Миклуша потрогала, но ровно ничего не почувствовала.

— Это воображаемые крылья, — снисходительно объяснил Поэт. — Мы, поэты, обычно носимся на крыльях воображения.

— А эта лира золотая или позолоченная?

— Честно говоря, лира тоже того… воображаемая.

Поэт как бы нечаянно уронил свою лиру. И представьте себе — она не упала сразу на палубу, а медленно, как воздушный шарик, опустилась вниз и, отразившись, снова всплыла к нему в руки.

— И все-таки я не понимаю, — пробормотал Поэт. — Как я попал сюда? Ведь я же сочинял стихи, как вдруг…

Помню, только пришло озаренье,
Вдохновенье меня посетило,
И в тумане звезда засветила,
И умчался я в то же мгновенье,
Понесло меня вдаль вдохновенье
И унесся я ввысь легкокрыло,
Вдруг — бабах! — и пропало виденье,
И сижу на земле я уныло…
Объясните мне, что это было?

— Так, так… — задумался Маклай. — А скажите, пожалуйста, о чем именно вы сочиняли стихи?

— Как вам это объяснить?

О душе одинокой, как ветер,
О душе одинокой, как птица,
О душе, что куда-то стремится —
В ту страну, какой нету на свете…

В общем, вы понимаете?

— Я понимаю… А скажите, пожалуйста, не мелькнули ли у вас в тот миг какая-то посторонняя, низменная мысль?

— Мелькнула. Если совершенно честно говорить, то мелькнула…

Помню, звезды в тумане потухли,
Зашептались испуганно ветки,
И подумалось мне: там, на кухне,
Кто-то жарит мясные котлетки…

— Ну вот!
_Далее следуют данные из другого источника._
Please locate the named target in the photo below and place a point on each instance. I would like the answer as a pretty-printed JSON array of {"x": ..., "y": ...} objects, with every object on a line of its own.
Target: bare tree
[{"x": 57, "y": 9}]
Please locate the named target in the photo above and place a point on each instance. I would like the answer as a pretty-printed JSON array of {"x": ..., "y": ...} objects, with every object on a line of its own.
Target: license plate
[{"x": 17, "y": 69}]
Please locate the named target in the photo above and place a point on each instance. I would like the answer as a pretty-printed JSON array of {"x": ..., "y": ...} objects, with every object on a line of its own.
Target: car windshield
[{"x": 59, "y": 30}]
Теперь все понятно. От этой мысли пошло резкое снижение высоты, вас швырнуло вниз, в воздушную яму, — и таким образом забросило сюда.

— Пожалуй, вы правы, — помолчав, признался Поэт. — Действительно мысль о котлетках могла, так сказать…
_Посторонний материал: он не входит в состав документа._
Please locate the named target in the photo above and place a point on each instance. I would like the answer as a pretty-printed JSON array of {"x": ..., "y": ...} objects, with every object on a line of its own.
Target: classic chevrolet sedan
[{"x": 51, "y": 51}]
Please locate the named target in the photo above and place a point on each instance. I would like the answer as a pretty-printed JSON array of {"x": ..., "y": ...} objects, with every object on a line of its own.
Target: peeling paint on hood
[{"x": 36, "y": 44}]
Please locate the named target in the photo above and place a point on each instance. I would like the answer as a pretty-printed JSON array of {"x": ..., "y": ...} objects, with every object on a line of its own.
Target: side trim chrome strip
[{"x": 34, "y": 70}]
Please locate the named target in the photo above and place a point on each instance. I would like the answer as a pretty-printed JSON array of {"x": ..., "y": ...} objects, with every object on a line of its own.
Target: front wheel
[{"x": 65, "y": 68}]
— Сбить с траектории, — закончил Маклай.

— Да, да, вполне возможная вещь.

— Опасная у вас профессия! — В голосе Маклая прозвучало искреннее сочувствие.

— И не говорите!

— Рискованная.

— Что же делать?

— Мне кажется, — вмешалась Миклуша, — вам надо научиться сочинять стихи без воспарения.

— Ну, скажете тоже — без воспарения!

— Или, по крайней мере, парить на малой высоте.

— Я так не привык.

— А вы попробуйте. Сочините прямо сейчас какое-нибудь стихотворение.

— О чем же мне сочинять?

— Ну, я не знаю… Вы могли бы, например, сочинить какое-нибудь стихотворение для меня. Как пишут в книгах: стихи с посвящением. Но это я просто так, для примера.

— Ну, хорошо, попробую.

Поэт зажмурился и что-то невнятно замычал, не разжимая губ… Потом мотнул головой, открыл глаза и продекламировал нараспев:

— Помню, волны морские шумели,
Над пучинами чайки кричали,
В небе молнии ярко блестели
И глаза твои дивно сияли.
Я, сраженный, упал пред тобою…

Тут он запнулся и быстро забубнил про себя:

— Прибою, губою, рабою, разбою… Можно, я хоть немножко воспарю? — взмолился он.

— Ну, хорошо, — разрешила Миклуша. — Один кружок над палубой. Только осторожно!

Поэт взмыл в воздух, сделал два или три быстрых круга вокруг корабля, потом опустился и, сложив крылья, торжественно объявил:

— Стихотворение готово. Вот:

Помню, волны морские шумели,
Над пучинами чайки кричали,
В небе молнии ярко блестели,
И глаза твои дивно сияли.
Я, сраженный, упал пред тобою,
Все в глазах потемнело от горя…
И, рыдая, звенели гобои
Над седою равниною моря!

— Ах, какие прекрасные стихи! — воскликнула Миклуша.

— Браво, браво! — присоединился Маклай. — Особенно эти гобои… До сих пор звенят в голове!

— Спасибо, спасибо, друзья, — смущенно повторял поэт, раскрасневшийся от похвал. — А вы поняли, почему тут гобои? Гобои символизируют… точнее, сигнализируют… Впрочем, это долго объяснять.

Поэт задумался, и какая-то легкая тучка пробежала у него по лицу. Он втянул носом воздух и облизнул губы. О чем он подумал в эту минуту, неизвестно. Можно только предположить с известной долей вероятности, что ему вспомнились те же самые котлетки, которые уже один раз сбили его с курса. Он вдруг заторопился.

— Вы меня извините, но я тут припомнил, что у меня срочные дела. Надо сочинить еще кое-что… Простите… Прощайте. Очень приятно было. — Он галантно поклонился Миклуше и благосклонно кивнул Маклаю.

— Так вы летите? Но как же воздушные ямы?

— Не волнуйтесь обо мне. Как-нибудь потихоньку…

Он слегка оттолкнулся от палубы, взмыл и, тяжело махая крыльями, как наевшийся коршун, низко полетел над волнами.